Bien que le grand public connaisse ses chansons les plus célèbres sans d’ailleurs savoir qui les a écrites, comme « Tonight », pour West Side Story ou « Send in the Clowns » pour A Little Night Music, Stephen Sondheim demeure pratiquement inconnu en dehors des États-Unis. S'il est l’un des compositeurs paroliers les plus respectés à Broadway, ses œuvres ou celles auxquelles il a participé, telles que Gypsy, Into the Woods, Company, Follies, Pacific Overtures ou Merrily We Roll Along, parmi tant d’autres, restent méconnues au-delà des confins théâtraux de New York.

Il est pourtant remarquable de constater que les quelque quarante chansons interprétées dans le spectacle qui a débuté à Broadway en avril et qui fait pratiquement salle comble chaque jour sont pour la plupart d’énormes succès que les spectateurs connaissent et seraient disposés à chanter avec les acteurs sur scène si seulement cette liberté d’expression était acceptée dans le théâtre.

Le spectacle lui-même est fort bien conçu.

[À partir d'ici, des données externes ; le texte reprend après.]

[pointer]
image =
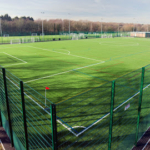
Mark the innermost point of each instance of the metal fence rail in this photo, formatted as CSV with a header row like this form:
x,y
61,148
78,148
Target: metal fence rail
x,y
112,116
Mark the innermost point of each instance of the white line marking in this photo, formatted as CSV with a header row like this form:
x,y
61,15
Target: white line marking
x,y
15,57
64,50
14,64
12,47
64,53
43,108
65,72
2,145
145,145
119,44
78,127
109,113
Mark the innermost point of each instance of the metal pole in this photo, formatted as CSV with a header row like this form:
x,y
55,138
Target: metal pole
x,y
69,24
140,104
42,26
118,29
111,114
54,126
24,114
101,26
8,108
0,27
133,25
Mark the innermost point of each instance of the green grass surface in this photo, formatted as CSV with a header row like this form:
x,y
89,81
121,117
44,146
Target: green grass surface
x,y
78,74
72,67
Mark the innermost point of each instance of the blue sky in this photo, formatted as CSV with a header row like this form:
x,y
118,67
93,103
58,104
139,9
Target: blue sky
x,y
134,11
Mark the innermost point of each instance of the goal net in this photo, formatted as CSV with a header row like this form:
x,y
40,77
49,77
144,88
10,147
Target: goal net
x,y
41,34
6,35
34,34
81,36
15,41
28,40
75,37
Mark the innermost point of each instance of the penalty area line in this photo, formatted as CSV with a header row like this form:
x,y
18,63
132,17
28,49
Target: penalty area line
x,y
64,53
24,62
65,72
68,128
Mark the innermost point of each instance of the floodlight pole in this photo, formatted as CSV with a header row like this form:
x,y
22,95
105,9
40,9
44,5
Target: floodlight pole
x,y
69,24
118,29
133,25
0,27
42,25
101,26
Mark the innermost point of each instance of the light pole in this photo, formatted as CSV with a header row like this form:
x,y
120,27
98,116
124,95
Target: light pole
x,y
133,25
42,25
101,26
69,24
118,29
0,27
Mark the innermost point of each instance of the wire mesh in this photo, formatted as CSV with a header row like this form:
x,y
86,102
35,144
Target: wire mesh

L'affiche et ses deux vedettes, Bernadette Peters – qui avait tenu les rôles principaux dans Sunday in the Park with George et Into the Woods, deux des œuvres maitresses de Sondheim – et Lea Salonga – qu’on avait découverte dans Miss Saigon –, sont l’une des raisons pour laquelle les spectateurs viennent voir cette revue. Les dix-sept acteurs et actrices qui leur tiennent compagnie sont également à la hauteur, soit qu’ils apportent leur soutien dans les solos qu’elles chantent, soit qu’ils se trouvent au centre de l’action pour interpréter leurs propres solos, comme c’est le cas avec Jason Pennycooke, dans « Live Alone and Like It », composée par Sondheim pour le film Dick Tracy ; Jeremy Secomb dans plusieurs extraits de Sweeney Todd ; Kate Jennings Grant dans « The Boy from… », l’hilarante parodie de « The Girl from Ipanema » que Sondheim avait écrite en 1966 pour le spectacle off-Broadway The Mad Show ; ou encore Beth Leavel dans « The Ladies Who Lunch », l’une des chansons emblématiques de Company.

La mise en scène fluide de Matthew Bourne donne au spectacle la touche nécessaire pour qu'on ait l'impression que les chansons qui se succèdent participent au déroulement de l’action, si tant est qu’il y ait une action. De ce fait, on peut apprécier les chansons comme appartenant à un ensemble cohérent et bien centré, comme si justement il y avait une action théâtrale qui les reliaient. L’ensemble se déroule dans des décors simples mais imaginatifs créés par Matt Kinley, tandis que les éclairages discrets de Warren Letton habillent la scène. Les acteurs, sobrement vêtus de costumes élégants et simples créés par Jill Parker, semblent totalement à l’aise, tandis que le Sondheim Orchestra, conduit par Annbritt duChateau, joue au-dessus de la scène sans interruption, ce qui fait qu’on se sent vraiment au sein même de la présentation.

Au cours des années, plusieurs concerts ont permis à Sondheim d'asseoir sa réputation auprès du grand public en dehors même des théâtres de Broadway, mais c’étaient en général des présentations unitaires. Old Friends est une revue théâtrale qui a le grand mérite de donner des multiples représentations chaque semaine tout en mettant en vedette ce créateur unique d’œuvres qui ont marqué plusieurs générations. Sa renommée n’est plus à faire. Son succès est garanti.